No. 5-Amino-1MQ is a small molecule, not a peptide. The compound is a quinolinium-class structure (5-amino-1-methylquinolinium) developed as a membrane-permeable selective inhibitor of the nicotinamide N-methyltransferase enzyme. Its inclusion in Omnix’s research catalog reflects its use in metabolic and longevity research alongside peptide compounds with overlapping target pathways.

What is NNMT and why is it a research target?

Nicotinamide N-methyltransferase (NNMT) is a cytoplasmic enzyme that catalyzes the transfer of a methyl group from S-adenosyl-L-methionine (SAM, the universal methyl donor) to nicotinamide (the NAD+ salvage precursor), producing 1-methylnicotinamide and S-adenosyl-L-homocysteine. NNMT is upregulated in obesity and cancer cachexia, and NNMT knockdown in mice protects against diet-induced obesity [2]. The combination of these findings positioned NNMT as a candidate metabolic-disease and metabolic-aging research target, motivating development of selective small-molecule inhibitors including 5-Amino-1MQ.

What does the Neelakantan 2018 mouse study show?

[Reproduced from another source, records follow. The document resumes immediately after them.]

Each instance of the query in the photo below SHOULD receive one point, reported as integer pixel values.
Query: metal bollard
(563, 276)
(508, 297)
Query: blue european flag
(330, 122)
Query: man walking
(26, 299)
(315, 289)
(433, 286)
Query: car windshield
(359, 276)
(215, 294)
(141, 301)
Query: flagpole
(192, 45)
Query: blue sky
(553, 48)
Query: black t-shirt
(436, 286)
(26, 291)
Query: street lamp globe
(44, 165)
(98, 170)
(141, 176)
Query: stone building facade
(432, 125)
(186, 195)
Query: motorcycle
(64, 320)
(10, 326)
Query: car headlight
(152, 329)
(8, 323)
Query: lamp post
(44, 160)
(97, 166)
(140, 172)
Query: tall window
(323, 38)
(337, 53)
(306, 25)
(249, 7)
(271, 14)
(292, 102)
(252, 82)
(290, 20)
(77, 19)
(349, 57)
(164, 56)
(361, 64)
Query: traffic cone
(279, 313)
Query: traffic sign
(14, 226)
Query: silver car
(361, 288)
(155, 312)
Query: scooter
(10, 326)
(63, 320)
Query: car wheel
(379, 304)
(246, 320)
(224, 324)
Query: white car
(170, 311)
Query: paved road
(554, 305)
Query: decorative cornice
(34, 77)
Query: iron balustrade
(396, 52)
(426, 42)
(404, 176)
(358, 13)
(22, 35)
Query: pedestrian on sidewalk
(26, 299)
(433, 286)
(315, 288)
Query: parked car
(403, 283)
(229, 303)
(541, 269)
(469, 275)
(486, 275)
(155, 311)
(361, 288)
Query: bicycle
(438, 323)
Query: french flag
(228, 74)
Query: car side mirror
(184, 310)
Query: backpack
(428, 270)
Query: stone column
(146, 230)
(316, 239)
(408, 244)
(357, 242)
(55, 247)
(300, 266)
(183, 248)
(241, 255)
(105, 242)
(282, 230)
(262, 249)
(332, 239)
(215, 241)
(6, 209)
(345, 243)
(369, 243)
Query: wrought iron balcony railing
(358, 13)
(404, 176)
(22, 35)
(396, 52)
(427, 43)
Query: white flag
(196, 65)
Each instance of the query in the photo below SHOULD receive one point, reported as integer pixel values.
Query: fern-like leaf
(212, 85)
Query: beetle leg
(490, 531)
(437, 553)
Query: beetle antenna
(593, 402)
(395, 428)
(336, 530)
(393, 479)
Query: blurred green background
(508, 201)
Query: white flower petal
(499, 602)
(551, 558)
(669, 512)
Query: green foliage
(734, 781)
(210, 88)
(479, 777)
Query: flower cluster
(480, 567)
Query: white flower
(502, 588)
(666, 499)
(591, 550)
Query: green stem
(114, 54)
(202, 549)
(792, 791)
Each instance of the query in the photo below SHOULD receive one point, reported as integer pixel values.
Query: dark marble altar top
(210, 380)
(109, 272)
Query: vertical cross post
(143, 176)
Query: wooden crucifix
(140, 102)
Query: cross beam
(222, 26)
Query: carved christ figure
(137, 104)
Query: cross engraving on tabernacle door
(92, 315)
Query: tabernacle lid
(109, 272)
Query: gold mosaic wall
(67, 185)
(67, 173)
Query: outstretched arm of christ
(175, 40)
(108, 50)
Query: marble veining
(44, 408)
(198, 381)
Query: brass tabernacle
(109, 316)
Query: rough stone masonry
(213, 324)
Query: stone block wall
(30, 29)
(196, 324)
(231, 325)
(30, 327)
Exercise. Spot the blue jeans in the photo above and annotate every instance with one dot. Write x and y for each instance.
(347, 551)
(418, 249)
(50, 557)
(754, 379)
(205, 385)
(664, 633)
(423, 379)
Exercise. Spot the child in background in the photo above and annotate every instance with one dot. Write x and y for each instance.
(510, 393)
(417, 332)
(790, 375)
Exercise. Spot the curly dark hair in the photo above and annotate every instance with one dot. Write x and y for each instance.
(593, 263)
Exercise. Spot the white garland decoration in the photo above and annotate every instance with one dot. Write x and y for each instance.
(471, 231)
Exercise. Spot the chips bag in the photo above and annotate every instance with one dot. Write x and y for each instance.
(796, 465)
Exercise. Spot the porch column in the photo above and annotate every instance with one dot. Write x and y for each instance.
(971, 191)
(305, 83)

The Neelakantan 2018 study in Biochemical Pharmacology reported that 5-Amino-1MQ administration to C57BL/6 mice on a 60% kcal-from-fat high-fat diet produced concentration-dependent reductions in fat mass and adipose-tissue NNMT enzymatic activity without significant changes in lean mass or food intake [1]. The investigators interpreted the findings as direct pharmacological validation of the NNMT-knockdown phenotype reported earlier in the Kraus 2014 genetic-validation study.

What is the mechanism of action of 5-Amino-1MQ?

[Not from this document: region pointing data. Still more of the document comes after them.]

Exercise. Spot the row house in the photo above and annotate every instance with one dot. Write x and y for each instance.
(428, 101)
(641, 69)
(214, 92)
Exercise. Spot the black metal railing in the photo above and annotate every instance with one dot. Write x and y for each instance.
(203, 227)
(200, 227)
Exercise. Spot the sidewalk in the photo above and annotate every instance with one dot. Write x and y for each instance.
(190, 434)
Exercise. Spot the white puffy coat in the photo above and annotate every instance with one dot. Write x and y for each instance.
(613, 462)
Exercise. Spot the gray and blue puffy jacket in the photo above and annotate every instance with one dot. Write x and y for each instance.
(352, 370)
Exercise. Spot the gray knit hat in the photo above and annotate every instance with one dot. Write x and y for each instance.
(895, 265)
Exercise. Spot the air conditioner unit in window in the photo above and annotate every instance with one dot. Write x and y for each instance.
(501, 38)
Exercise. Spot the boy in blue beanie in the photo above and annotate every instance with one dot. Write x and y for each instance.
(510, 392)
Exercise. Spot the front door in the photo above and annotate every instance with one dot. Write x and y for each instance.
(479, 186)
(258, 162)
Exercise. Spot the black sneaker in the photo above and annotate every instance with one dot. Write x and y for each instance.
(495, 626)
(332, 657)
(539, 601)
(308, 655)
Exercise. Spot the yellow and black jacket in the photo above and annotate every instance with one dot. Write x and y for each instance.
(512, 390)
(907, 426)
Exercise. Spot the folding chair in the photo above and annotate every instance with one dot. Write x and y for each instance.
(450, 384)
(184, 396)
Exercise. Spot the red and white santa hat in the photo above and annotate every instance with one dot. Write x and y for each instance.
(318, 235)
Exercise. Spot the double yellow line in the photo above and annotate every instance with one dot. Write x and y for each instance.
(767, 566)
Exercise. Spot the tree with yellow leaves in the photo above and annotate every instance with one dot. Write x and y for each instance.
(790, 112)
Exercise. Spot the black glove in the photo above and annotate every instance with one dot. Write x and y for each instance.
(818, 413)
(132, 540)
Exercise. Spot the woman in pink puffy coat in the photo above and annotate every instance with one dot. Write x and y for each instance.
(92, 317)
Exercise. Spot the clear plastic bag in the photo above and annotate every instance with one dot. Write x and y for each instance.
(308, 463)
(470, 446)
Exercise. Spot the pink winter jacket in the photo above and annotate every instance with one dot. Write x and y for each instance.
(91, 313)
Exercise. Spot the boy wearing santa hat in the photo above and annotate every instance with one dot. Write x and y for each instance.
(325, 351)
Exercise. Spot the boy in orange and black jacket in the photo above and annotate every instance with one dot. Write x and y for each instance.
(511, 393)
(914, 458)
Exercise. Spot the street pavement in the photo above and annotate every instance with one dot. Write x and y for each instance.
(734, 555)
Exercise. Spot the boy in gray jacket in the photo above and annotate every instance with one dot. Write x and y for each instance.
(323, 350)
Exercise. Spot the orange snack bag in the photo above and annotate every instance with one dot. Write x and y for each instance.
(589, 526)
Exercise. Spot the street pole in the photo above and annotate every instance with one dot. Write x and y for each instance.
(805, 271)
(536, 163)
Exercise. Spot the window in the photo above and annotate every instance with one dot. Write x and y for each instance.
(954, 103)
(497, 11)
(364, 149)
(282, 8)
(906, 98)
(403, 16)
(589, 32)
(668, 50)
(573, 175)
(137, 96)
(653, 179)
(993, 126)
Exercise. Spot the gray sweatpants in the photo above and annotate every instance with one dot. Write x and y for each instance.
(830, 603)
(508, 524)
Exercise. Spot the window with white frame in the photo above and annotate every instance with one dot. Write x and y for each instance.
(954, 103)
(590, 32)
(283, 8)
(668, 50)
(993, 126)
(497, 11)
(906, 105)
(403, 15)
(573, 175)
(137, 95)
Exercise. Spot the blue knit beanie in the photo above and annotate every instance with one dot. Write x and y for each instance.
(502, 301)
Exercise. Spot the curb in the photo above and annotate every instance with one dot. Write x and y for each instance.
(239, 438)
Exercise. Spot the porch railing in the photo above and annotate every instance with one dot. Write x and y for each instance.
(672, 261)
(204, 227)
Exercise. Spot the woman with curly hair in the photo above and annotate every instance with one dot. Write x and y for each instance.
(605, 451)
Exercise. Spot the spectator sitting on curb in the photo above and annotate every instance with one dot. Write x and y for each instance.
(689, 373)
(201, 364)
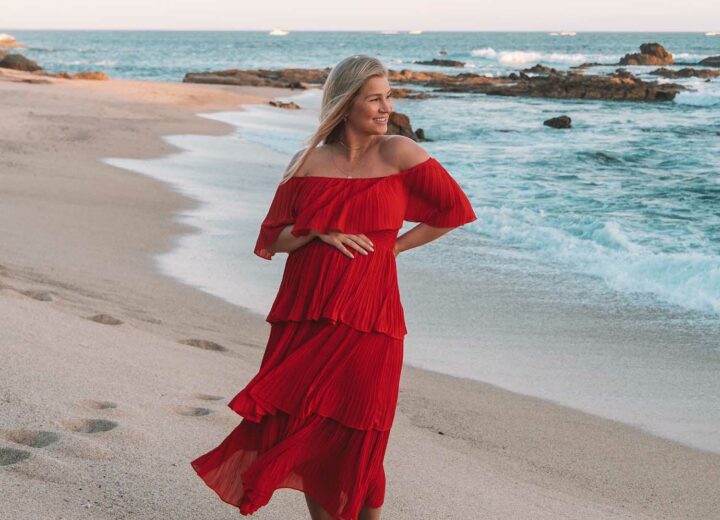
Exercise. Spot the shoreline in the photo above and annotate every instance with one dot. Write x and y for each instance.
(103, 226)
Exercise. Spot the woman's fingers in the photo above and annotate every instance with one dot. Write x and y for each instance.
(344, 250)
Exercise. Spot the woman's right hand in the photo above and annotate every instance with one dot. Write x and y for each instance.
(360, 242)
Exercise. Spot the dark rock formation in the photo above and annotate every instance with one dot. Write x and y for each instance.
(685, 73)
(399, 124)
(442, 63)
(650, 54)
(284, 78)
(712, 61)
(588, 64)
(91, 74)
(291, 105)
(541, 69)
(558, 122)
(621, 85)
(407, 93)
(19, 62)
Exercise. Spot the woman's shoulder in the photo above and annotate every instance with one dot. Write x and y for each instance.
(402, 152)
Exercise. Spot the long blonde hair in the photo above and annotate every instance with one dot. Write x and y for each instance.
(341, 87)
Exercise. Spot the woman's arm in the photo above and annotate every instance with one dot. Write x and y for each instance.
(287, 242)
(418, 236)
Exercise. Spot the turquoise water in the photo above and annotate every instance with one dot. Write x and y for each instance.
(630, 195)
(592, 275)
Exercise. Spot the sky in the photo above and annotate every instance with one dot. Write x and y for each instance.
(372, 15)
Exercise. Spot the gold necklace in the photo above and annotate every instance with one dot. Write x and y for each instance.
(348, 148)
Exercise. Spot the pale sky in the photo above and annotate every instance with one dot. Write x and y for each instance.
(374, 15)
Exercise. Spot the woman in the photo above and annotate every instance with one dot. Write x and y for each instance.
(317, 416)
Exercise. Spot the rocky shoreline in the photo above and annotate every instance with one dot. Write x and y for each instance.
(537, 81)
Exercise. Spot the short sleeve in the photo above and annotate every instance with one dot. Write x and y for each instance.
(280, 215)
(435, 198)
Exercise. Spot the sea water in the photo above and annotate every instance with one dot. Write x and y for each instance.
(592, 275)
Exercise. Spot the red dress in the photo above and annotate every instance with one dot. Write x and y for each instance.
(317, 415)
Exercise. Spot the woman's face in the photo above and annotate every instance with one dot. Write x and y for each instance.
(371, 108)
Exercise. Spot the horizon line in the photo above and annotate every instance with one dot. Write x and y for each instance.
(696, 31)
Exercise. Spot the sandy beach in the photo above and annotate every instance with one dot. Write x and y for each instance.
(100, 417)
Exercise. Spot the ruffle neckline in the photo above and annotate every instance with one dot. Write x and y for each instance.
(396, 174)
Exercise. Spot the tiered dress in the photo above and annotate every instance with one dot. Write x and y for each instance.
(317, 415)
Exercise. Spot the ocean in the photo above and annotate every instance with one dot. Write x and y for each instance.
(592, 275)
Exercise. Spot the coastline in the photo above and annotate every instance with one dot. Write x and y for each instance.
(94, 230)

5-Amino-1MQ selectively inhibits nicotinamide N-methyltransferase (NNMT) by binding the enzyme’s active site. The reduced enzymatic activity increases cellular concentrations of both substrates that NNMT would otherwise consume: S-adenosyl-L-methionine (the universal cellular methyl donor) and nicotinamide (the NAD+ salvage precursor). The downstream effects on adipose-tissue gene expression, methylation status, and NAD+ pool dynamics are interpreted in the published literature as the basis for the metabolic phenotype observed in mouse models.

What administration routes have been used in 5-Amino-1MQ research?

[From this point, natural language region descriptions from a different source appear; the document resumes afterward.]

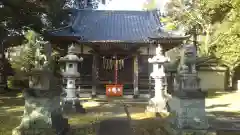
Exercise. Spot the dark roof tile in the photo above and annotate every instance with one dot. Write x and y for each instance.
(105, 25)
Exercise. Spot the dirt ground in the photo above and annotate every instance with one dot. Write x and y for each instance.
(220, 105)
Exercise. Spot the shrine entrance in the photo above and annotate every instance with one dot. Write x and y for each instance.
(115, 70)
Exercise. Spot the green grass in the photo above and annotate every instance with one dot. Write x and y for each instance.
(11, 110)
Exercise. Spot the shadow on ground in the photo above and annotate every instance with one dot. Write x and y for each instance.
(11, 110)
(217, 105)
(215, 94)
(232, 115)
(121, 126)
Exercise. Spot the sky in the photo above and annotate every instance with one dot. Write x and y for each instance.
(131, 5)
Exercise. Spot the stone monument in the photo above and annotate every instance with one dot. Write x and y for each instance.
(42, 113)
(157, 104)
(71, 102)
(188, 101)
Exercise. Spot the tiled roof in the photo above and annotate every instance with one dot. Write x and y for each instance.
(113, 26)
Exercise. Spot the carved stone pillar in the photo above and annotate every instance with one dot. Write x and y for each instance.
(135, 76)
(157, 103)
(42, 113)
(71, 101)
(188, 101)
(3, 79)
(95, 66)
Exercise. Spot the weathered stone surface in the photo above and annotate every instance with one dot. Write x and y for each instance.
(189, 113)
(69, 107)
(42, 116)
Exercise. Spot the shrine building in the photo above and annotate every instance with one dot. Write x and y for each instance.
(115, 47)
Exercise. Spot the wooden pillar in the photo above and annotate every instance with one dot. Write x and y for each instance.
(94, 74)
(135, 76)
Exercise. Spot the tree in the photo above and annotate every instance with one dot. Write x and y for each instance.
(227, 48)
(218, 22)
(38, 15)
(199, 14)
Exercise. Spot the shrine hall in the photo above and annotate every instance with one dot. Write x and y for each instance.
(115, 47)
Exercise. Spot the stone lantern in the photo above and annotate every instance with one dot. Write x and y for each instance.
(188, 101)
(71, 102)
(157, 103)
(42, 113)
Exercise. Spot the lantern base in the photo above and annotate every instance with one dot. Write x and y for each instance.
(73, 106)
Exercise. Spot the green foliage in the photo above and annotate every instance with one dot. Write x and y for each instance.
(150, 5)
(32, 55)
(218, 23)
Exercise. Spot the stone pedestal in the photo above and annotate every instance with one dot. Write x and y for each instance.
(157, 104)
(42, 114)
(189, 110)
(71, 102)
(187, 104)
(188, 113)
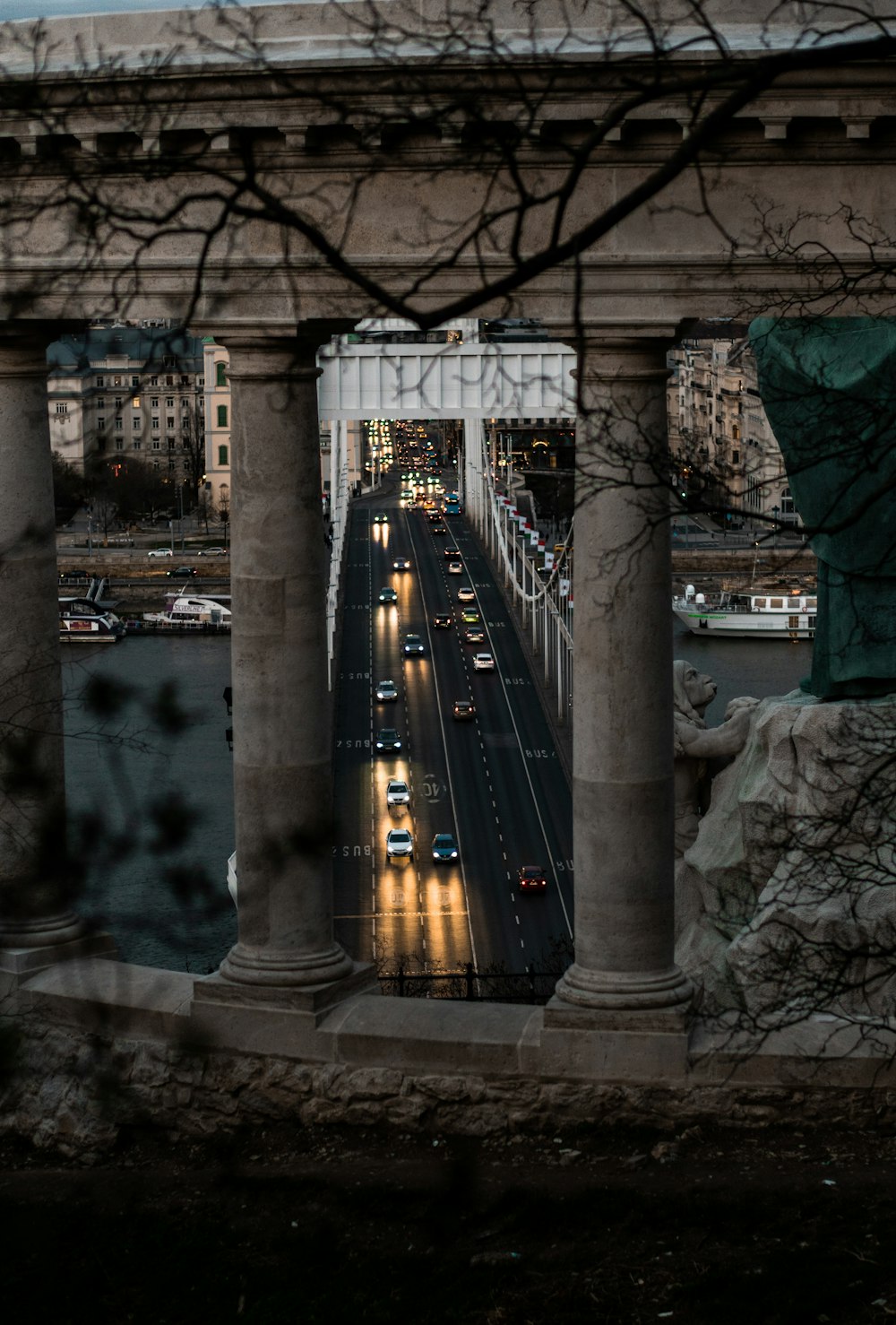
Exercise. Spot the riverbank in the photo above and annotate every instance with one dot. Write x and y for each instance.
(625, 1225)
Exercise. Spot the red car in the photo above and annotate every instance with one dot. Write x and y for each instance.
(532, 879)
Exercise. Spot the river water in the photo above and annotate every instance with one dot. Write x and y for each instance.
(150, 792)
(158, 762)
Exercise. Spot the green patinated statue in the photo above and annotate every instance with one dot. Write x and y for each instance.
(829, 388)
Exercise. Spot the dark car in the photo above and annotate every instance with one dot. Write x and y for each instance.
(532, 879)
(445, 847)
(388, 740)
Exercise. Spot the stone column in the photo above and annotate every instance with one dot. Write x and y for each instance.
(282, 738)
(622, 676)
(38, 923)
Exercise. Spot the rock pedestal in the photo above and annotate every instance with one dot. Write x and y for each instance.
(787, 901)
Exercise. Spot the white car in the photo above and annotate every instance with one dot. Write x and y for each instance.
(399, 843)
(397, 792)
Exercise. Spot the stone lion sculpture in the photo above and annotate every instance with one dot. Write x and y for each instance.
(701, 751)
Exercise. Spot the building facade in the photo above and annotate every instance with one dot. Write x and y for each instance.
(130, 393)
(724, 454)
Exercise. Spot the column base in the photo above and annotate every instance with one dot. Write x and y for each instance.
(360, 978)
(41, 931)
(582, 990)
(282, 969)
(19, 962)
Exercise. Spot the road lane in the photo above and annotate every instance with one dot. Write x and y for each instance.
(495, 784)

Published rodent in vivo studies have used intraperitoneal injection and oral (gavage) administration. The membrane-permeable small-molecule structure produces oral bioavailability that distinguishes 5-Amino-1MQ from peptide compounds and supports the oral capsule research format. Published human pharmacokinetic data are not available.

References

  1. Neelakantan H, Vance V, Wetzel MD, et al. Selective and membrane-permeable small molecule inhibitors of nicotinamide N-methyltransferase reverse high fat diet-induced obesity in mice. Biochem Pharmacol. 2018;147:141-152. doi:10.1016/j.bcp.2017.11.007 · PubMed: 29155147
  2. Kraus D, Yang Q, Kong D, et al. Nicotinamide N-methyltransferase knockdown protects against diet-induced obesity. Nature. 2014;508(7495):258-262. doi:10.1038/nature13198 · PubMed: 24717514
  3. Pissios P. Nicotinamide N-methyltransferase: more than a vitamin B3 clearance enzyme. Trends Endocrinol Metab. 2017;28(5):340-353. doi:10.1016/j.tem.2017.02.004 · PubMed: 28291578

For Research Use Only. The products described on this page are sold strictly for in vitro laboratory research and are not intended for human or animal consumption, diagnostic use, or therapeutic use. The published research summarized above is provided as scientific reference material. Nothing on this page constitutes medical advice, a therapeutic claim, or a recommendation for any use outside of a properly resourced and ethically reviewed research setting.